Lactobacillus plantarum is one of the most versatile lactic acid bacteria, which can successfully inhabit a variety of niches. It is used as starter culture in food fermentations and marketed as a probiotic. Since the effectiveness of lactic acid bacteria depends on their robustness when encountering stress, it is important to understand and improve the molecular adaptations that sustain their function and viability under the challenges they encounter during processing and in the human digestive tract.

Molecular analyses and use of NIZO’s digestive tract model (Simphyd) gave insight into the fermentation conditions and genes important for stress reactions of L. plantarum. Three genes have been identified by Van Bokhorst-van de Veen that can predict survival under stress conditions such as low pH in the stomach and bile salts in the small intestine. It appears that small variations in growth conditions of L. plantarum have a large effect on survival and the expression levels of these genes. Industry can employ this type of knowledge to improve their strains’ performance under new fermentation conditions and predict their robustness and survival.

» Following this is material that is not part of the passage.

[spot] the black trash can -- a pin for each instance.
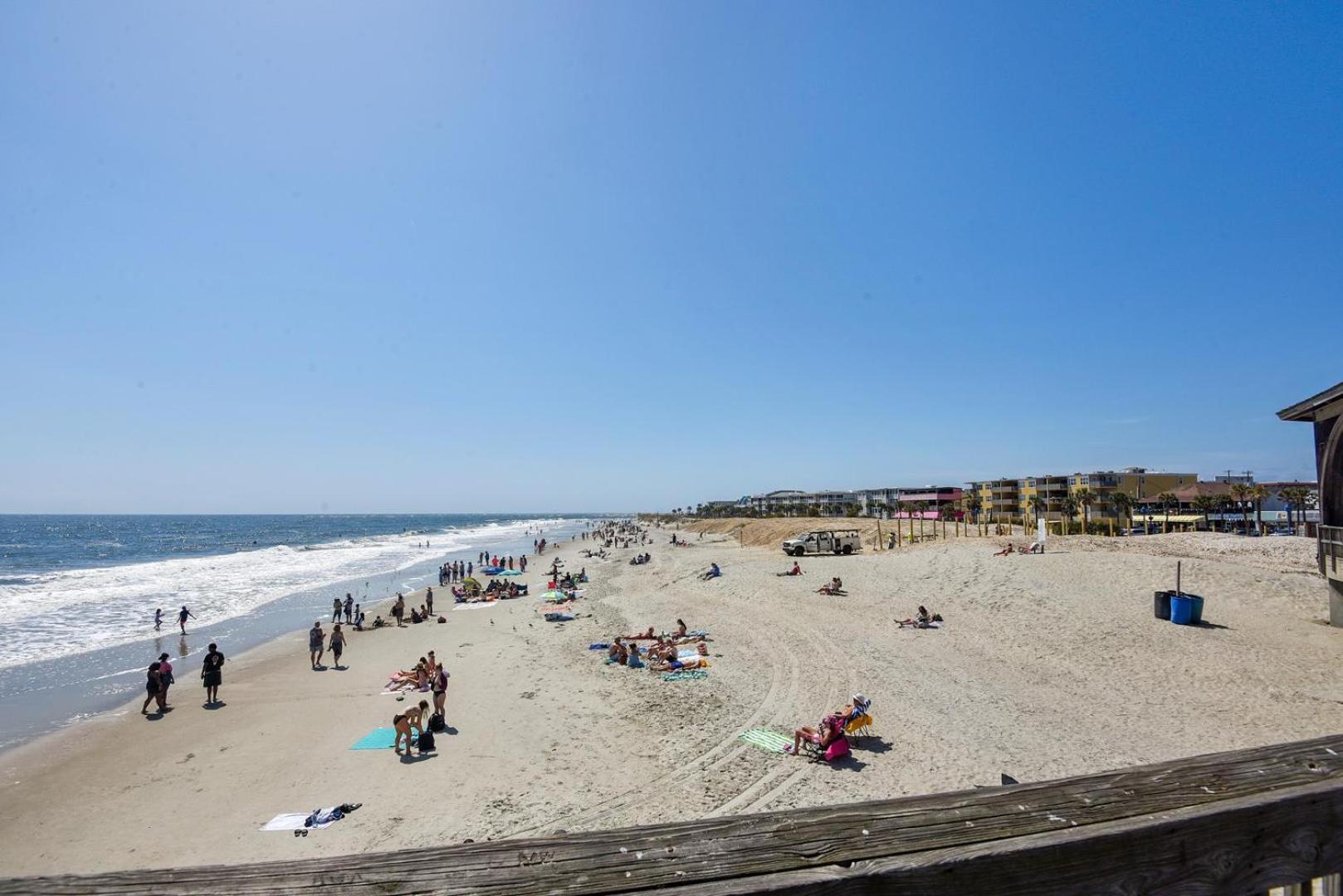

In addition, Van Bokhorst-van de Veen developed a new and fast method to determine persistence of lactic acid bacteria in healthy human volunteers by administering mixed cultures. She showed with this method that each L. plantarum strain had the same survival characteristics in each volunteer that took part in the study. In addition, the persistence characteristics could be correlated with the survival in the in vitro Simphyd model. “The relevance is obvious,” says Van Bokhorst-van de Veen. “Since the persistence measured in the human volunteers could be correlated with the survival found in the in vitro model, we can use this fast and inexpensive model to predict actual gastrointestinal tract survival. In addition, combining strains reduces the amount of work and time needed for industry to test promising strains for food applications.”

The work described in this thesis was performed under the supervision of Prof. Dr. Michiel Kleerebezem (promoter) of Wageningen University and Dr. Peter Bron (co-promoter) of NIZO food research. Hermien van Bokhorst-van de Veen will defend her thesis on July 3rd.